# im a level one coach



## traditionalbows (Sep 11, 2008)

im a level one anyone else got a rank?


----------



## Robinhooder3 (Jun 18, 2008)

so that 3d shoot was awsome wasn't it tb????


----------



## traditionalbows (Sep 11, 2008)

indeed


----------



## PA3-DArcher4 (Nov 5, 2008)

whats that mean?


----------



## Xcreekarchery1 (Aug 7, 2007)

ya ima 2(not to oneup you, sorry). i got 1 and 2 easily cause there pretty much the same


----------



## PA3-DArcher4 (Nov 5, 2008)

whats a level one coach????


----------



## whispershooter (Nov 12, 2005)

I am a level 2 instructor


----------



## therazor302 (Jun 2, 2008)

PA3-DArcher4 said:


> whats a level one coach????


It means you can teach at camps and such. You can get it at 15 if I'm correct and you can get two at 18 and 3 at 21 with at least a year in between 2 and 3.

It's complicated stuff.


----------



## kegan (Aug 28, 2006)

You need to be "certified" to teach archery? Are you serious?


----------



## PA3-DArcher4 (Nov 5, 2008)

kegan said:


> You need to be "certified" to teach archery? Are you serious?


thats what I think!


----------



## therazor302 (Jun 2, 2008)

kegan said:


> You need to be "certified" to teach archery? Are you serious?

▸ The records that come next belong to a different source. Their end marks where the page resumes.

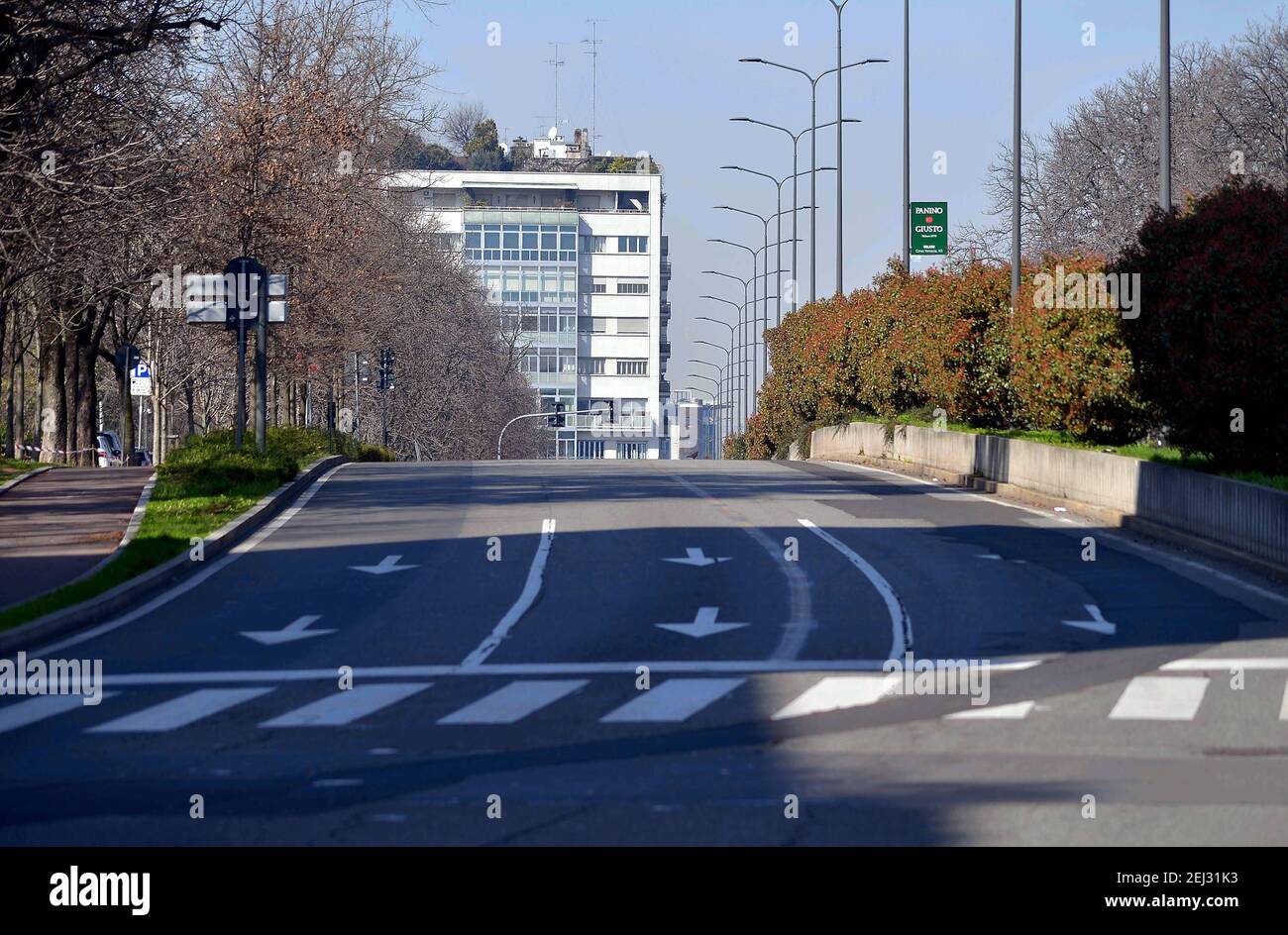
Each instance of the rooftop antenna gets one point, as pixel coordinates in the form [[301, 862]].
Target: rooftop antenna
[[593, 43], [558, 63]]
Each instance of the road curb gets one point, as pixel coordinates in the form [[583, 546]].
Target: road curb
[[14, 481], [129, 592]]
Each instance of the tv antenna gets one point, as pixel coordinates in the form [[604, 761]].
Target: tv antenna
[[593, 43], [558, 63]]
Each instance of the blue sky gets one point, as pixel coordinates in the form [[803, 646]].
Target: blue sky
[[670, 78]]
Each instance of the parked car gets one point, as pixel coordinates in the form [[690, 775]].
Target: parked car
[[108, 450]]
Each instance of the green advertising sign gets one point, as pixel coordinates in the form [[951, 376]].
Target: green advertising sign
[[928, 228]]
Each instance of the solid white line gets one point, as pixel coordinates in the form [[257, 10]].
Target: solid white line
[[13, 716], [901, 625], [665, 666], [840, 691], [1203, 664], [179, 712], [347, 706], [526, 599], [671, 702], [188, 583], [1009, 712], [514, 702], [1160, 698]]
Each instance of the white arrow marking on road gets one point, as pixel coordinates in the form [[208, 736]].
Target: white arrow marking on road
[[697, 559], [389, 563], [1096, 623], [703, 625], [299, 630]]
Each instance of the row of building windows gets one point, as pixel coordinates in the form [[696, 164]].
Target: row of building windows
[[597, 365], [550, 321], [533, 243], [593, 244]]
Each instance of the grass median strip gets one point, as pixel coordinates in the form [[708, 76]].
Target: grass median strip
[[201, 485]]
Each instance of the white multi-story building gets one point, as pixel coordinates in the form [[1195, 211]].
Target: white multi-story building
[[576, 262]]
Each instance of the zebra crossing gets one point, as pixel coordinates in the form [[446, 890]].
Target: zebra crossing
[[1163, 697]]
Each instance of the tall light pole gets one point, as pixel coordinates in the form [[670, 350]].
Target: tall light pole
[[778, 214], [1016, 168], [907, 180], [840, 136], [812, 146], [1164, 104], [746, 393], [797, 174], [728, 411]]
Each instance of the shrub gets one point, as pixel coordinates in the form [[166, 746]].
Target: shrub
[[1212, 334]]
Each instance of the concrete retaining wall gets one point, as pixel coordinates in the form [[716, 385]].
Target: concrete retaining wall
[[1245, 518]]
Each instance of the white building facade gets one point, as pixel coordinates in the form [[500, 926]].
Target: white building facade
[[576, 264]]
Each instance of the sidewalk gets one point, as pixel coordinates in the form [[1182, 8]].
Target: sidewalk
[[60, 523]]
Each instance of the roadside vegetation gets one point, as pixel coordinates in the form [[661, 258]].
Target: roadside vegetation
[[1192, 376], [202, 484]]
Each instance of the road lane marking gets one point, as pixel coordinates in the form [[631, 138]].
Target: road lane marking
[[1124, 543], [702, 625], [181, 711], [188, 583], [347, 706], [800, 614], [33, 710], [524, 669], [514, 702], [1014, 711], [1096, 625], [299, 630], [1202, 664], [671, 702], [840, 691], [1160, 698], [901, 625], [531, 588]]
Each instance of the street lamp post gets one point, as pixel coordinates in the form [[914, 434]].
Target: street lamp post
[[797, 174], [812, 146]]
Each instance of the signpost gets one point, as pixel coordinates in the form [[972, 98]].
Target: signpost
[[141, 380], [235, 300], [928, 226]]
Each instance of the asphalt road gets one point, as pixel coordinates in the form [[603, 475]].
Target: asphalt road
[[501, 620], [60, 523]]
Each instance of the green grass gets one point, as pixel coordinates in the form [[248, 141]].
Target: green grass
[[201, 485], [1140, 451]]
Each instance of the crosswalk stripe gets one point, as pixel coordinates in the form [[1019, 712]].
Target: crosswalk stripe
[[1160, 698], [181, 711], [1013, 711], [347, 706], [675, 699], [838, 691], [514, 702], [13, 716]]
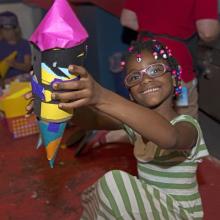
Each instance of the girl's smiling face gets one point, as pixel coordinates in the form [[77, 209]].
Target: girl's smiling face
[[150, 92]]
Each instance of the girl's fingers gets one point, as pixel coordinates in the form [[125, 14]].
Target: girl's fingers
[[70, 85], [78, 69], [28, 95], [73, 105]]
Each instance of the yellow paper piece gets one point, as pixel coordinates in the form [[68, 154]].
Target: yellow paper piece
[[4, 67], [51, 112]]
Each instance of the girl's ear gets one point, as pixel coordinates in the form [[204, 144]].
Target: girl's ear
[[131, 97]]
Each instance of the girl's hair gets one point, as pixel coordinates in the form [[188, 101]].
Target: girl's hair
[[159, 51]]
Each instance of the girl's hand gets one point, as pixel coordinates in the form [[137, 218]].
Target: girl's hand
[[75, 94]]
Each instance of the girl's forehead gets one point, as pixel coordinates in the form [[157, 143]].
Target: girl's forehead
[[147, 58]]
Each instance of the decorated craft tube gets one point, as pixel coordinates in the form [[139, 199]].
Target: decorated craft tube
[[59, 40]]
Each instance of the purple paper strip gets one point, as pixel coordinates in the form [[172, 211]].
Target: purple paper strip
[[37, 89], [53, 127]]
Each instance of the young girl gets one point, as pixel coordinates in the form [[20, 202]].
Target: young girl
[[167, 146]]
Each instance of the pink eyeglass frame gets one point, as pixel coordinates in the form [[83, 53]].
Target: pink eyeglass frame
[[144, 71]]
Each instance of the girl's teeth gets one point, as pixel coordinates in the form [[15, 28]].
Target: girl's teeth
[[150, 90]]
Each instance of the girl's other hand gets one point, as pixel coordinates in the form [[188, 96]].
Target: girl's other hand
[[78, 93]]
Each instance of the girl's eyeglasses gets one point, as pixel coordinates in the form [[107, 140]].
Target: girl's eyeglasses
[[152, 71]]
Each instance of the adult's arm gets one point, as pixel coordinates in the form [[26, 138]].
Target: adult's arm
[[208, 29], [129, 19]]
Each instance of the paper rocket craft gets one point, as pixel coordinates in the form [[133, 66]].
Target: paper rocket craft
[[59, 40]]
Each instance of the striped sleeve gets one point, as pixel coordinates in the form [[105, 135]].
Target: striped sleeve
[[200, 149]]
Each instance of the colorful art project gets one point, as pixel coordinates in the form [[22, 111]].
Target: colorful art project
[[59, 40], [4, 67]]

To teach the B.E.S.T system and be safe. It's a JOAD thing, you can be a programmer but no one will listen to you unless you are a certified teacher.


----------



## kc hay seed (Jul 12, 2007)

i have a few titles my wife has given me some of them are pretty rank.


----------



## david_h_30170 (Dec 14, 2008)

Our local 4-H sent me for my level one instructor certificate. Our 4-h head coach has a level three, I think


----------



## kegan (Aug 28, 2006)

therazor302 said:


> To teach the B.E.S.T system and be safe. It's a JOAD thing, you can be a programmer but no one will listen to you unless you are a certified teacher.


I've taught several people how to shoot a longbow- didn't seem like they weren't listenning to me...


----------



## therazor302 (Jun 2, 2008)

kegan said:


> I've taught several people how to shoot a longbow- didn't seem like they weren't listenning to me...


I meant to say people won't hire you. Idk lol it's a JOAD thing. If you want to teach someone under a group that is titled JOAD then you need one of these Coaching Certificates.


----------



## kegan (Aug 28, 2006)

therazor302 said:


> I meant to say people won't hire you. Idk lol it's a JOAD thing. If you want to teach someone under a group that is titled JOAD then you need one of these Coaching Certificates.


Ohhhhhhhhhh!

That makes perfect sense then.


----------



## PA3-DArcher4 (Nov 5, 2008)

kegan said:


> Ohhhhhhhhhh!
> 
> That makes perfect sense then.




yeaah...same here


----------



## therazor302 (Jun 2, 2008)

kegan said:


> Ohhhhhhhhhh!
> 
> That makes perfect sense then.


I sense sarcasm

=P lol


----------



## traditionalbow (Dec 18, 2008)

thats kool


----------



## kegan (Aug 28, 2006)

therazor302 said:


> I sense sarcasm
> 
> =P lol


Not at all. It does make perfect sense. I wasn't thinking about someone being _hired_ to instruct on archery. Nothing but sincere.


----------



## therazor302 (Jun 2, 2008)

Alrighty then, ya it's just a weird thing you need for the JOAD system. There are some paid coaches and to start up your own JOAD group you need to be a certain level coach. It's the "politics" side of archery.


----------



## kegan (Aug 28, 2006)

I'm guessing JOAD and what not are more target-archery related groups, correct?


----------